Ta strona została przepisana.
OBRONA SOKRATESA PRZED SĘDZIAMI
(APOLOGJA)
...Warto wspomnieć także o tem, jak Sokrates, zapozwany do sądu,[1] przedstawiał sobie w myśli obronę swą i koniec swego życia.[2] Pisali o tem, coprawda, i inni, i wszyscy[3] utracili w podniosłą dumę jego przemowy, z czego i wynika, że Sokrates rzeczywiście w taki sposób swą mowę wygłosił.[4] Ale jego przekonania, iż korzystniejszą dlań byłaby śmierć, niż życie, nie podkreślili jasno; to też jego podniosłą dumą tchnąca mowa wydaje się zbyt nierozsądna. Tymczasem Hermogenes, syn Hipponika,[5] jego towarzysz, podał o nim takie wiadomości, że owa dumna mowa zdaje się zupełnie odpowiadać jego sposobowi myślenia. Widząc bowiem, że rozprawia raczej
- ↑ Oskarżenie o bezbożność wnosi się do archonta «króla» (basileus). Archont wzywał oskarżonego do postawienia zarzutów skardze.
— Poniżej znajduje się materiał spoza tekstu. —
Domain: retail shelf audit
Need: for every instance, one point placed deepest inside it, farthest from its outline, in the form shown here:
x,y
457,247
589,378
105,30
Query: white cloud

Oskarżenie, jako też i podniesione przeciw niemu ze strony oskarżonego zarzuty musiały być na piśmie. Obie strony zaprzysięgają swe wywody. To postępowanie zwało się anakrisis (przesłuchiwanie). Główna rozprawa (proces) przed sądem przysięgłych (trybunał z 501 sędziów, heliaja) odbywała się później. Sądem nazwany tu sąd przysięgłych.
- ↑ Więc Sokrates zgóry miał sobie wyobrażać, że proces ten skończy się wyrokiem śmierci.
- ↑ Prócz Platona wielu pisało «apologje» (obrony w sądzie) Sokratesa; słyszymy np. o apologji Lizjasza (niezachowana).
- ↑ podczas procesu nie było w Atenach Xenofonta. — Sokratesa oskarżono w zimie 400/399, a wyrok wykonano na wiosnę 399, w miesiącu Antesterjonie (= miesiąc kwiatów; od połowy lutego do połowy marca).
- ↑ Przyrodni brat Kaljasza (syn Hipponika z nieprawego łoża), gorący wielbiciel Sokratesa. (Por. Symp. str. 4, uw. 1, a nadto rozdz. 3 i 4).